寒さにも強く、初冬から春の終わりまで咲き続けてくれるプリムラ類(ポリアンサやジュリアンなど)は、花色も豊富で可愛いのでお気楽ガーデナーとしては、非常にありがたいアイテム。我が家の玄関アプローチにも、ピンクや黄色、青などのポリアンサを飾っていました。昨年の暑い夏も無事乗り越え、この春再びつぼみを付け始めた鉢もあります。

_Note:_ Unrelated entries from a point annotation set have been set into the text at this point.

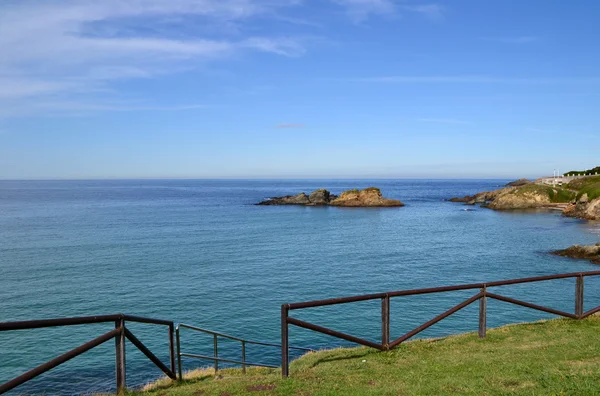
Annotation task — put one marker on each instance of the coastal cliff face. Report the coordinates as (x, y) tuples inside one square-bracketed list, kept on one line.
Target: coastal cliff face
[(527, 196), (580, 198), (369, 197), (584, 209), (591, 253)]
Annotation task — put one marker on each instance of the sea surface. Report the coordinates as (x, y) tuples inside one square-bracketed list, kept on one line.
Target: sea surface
[(199, 252)]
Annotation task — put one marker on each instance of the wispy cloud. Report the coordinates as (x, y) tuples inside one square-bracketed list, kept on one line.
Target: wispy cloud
[(512, 40), (443, 120), (79, 47), (290, 125), (431, 11), (359, 10), (467, 79)]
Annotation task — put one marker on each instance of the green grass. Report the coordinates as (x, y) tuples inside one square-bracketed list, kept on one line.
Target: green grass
[(578, 184), (552, 357), (556, 194), (587, 185)]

 しかしっ!! ある朝ふと見ると…。昨日まで咲いていた黄色の花がないっ!? 葉もガクも手つかずで残り、花弁だけがきれ〜いになくなっているのです(右写真)。お隣の青とピンクの花も、ところどころ花弁が食われています。

 今までプリムラの花が、このように食害されたことはありませんでしたから、もうビックリ。

 日中、葉や花に注意して、食害している虫はいないか、葉をひっくり返したり鉢底を覗いて見ましたが、それらしき虫は見あたりません。昼間、どこかに隠れていて、夜出てきているのでしょうか?

 夜行性で、日中は陰に隠れていて、夜間出てきて食害することで知られているのがヨトウムシです。”夜盗虫“という名の通り、夜活動します。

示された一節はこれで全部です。